# A B C D E F G H I J K L M N O P Q R S T U V W X Y Z

ETNs, or exchange-traded notes, are essentially unsecured promissory obligations issued with the backing of a financial institution.

These "notes," which can be thought of as bond issuances, guarantee investors the return on a given index (thus, they will not produce any tracking error) and have stated maturity dates (though, like stocks or ETFs, they can be bought and sold throughout the day in the interim for those who don't plan to hold to maturity).

ETNs' unique structure allows ETN providers to replicate asset-allocation strategies and gain access to asset classes such as commodities, foreign markets, and currencies that may otherwise be difficult to access via other investment vehicles. However, because they are essentially promissory obligations, ETNs carry the credit risk associated with the backing financial institution. 

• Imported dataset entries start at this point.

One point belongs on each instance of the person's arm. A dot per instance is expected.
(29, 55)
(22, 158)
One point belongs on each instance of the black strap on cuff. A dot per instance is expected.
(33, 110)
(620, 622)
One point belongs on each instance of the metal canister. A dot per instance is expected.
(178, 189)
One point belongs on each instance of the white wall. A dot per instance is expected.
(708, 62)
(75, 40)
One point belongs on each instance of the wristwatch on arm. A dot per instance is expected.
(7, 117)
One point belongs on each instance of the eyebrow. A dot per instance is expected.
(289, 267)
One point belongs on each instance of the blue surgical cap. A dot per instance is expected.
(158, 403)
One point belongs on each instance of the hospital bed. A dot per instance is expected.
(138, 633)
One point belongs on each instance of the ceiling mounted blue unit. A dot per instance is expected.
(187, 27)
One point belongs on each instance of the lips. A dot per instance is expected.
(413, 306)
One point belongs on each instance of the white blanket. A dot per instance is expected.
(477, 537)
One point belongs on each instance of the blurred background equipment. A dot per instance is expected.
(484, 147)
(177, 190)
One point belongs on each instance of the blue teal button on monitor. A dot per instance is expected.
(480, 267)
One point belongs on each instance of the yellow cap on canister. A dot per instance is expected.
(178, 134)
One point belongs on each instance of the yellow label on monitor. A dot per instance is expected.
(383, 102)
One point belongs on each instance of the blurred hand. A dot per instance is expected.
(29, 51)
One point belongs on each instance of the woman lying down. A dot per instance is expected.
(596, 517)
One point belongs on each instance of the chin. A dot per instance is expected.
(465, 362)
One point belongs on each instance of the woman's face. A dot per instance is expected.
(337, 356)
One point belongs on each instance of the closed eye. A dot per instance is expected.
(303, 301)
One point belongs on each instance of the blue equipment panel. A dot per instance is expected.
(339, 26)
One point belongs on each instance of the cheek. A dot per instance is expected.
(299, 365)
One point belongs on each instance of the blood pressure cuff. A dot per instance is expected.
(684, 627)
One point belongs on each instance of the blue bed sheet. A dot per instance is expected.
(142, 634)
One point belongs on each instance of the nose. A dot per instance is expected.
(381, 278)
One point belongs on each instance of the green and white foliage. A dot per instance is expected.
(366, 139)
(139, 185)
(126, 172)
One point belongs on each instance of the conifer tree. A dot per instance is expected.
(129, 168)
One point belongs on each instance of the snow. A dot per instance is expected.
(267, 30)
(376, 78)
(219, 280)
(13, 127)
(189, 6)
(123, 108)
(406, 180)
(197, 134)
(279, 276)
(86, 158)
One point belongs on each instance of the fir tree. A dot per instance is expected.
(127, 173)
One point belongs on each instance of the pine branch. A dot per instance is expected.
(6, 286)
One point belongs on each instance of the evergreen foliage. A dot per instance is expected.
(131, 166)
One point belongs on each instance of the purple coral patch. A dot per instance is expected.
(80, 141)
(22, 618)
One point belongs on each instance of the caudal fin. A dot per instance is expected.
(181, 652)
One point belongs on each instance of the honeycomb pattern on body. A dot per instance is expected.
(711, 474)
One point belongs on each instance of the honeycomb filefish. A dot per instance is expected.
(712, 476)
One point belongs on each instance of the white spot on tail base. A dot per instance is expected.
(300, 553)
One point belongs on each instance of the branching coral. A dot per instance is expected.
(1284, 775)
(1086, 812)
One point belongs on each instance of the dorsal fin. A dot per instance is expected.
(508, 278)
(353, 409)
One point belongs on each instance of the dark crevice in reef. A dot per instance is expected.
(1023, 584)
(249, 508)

ETFs (exchange-traded funds), on the other hand, have an underlying portfolio containing the securities in the index that they track and are not subject to any credit risk associated with the ETF provider. If an ETF provider were to go out of business, the investors in its funds would still have claim to the funds' underlying portfolio securities or the market value of those securities in the case that the ETFs are liquidated.

Despite the lack of tracking error that ETNs enjoy, we think it is a good practice to monitor whether the market price of a given ETN trades at a discount to its indicative NAV. This would be a "red flag" indication of the market's nervousness related to the issuer's creditworthiness. In the end, to fully grasp the extent of the credit risk associated with a given ETN, investors should lean on a stronger fundamental analysis of the bank, rather than potential discounts in the market price versus the NAV.

For risk averse investors who are unwilling to assume the credit risk and potential loss of their investment--regardless of how low the probability of default may be--we think avoiding the structure altogether could be a prudent and sensible choice.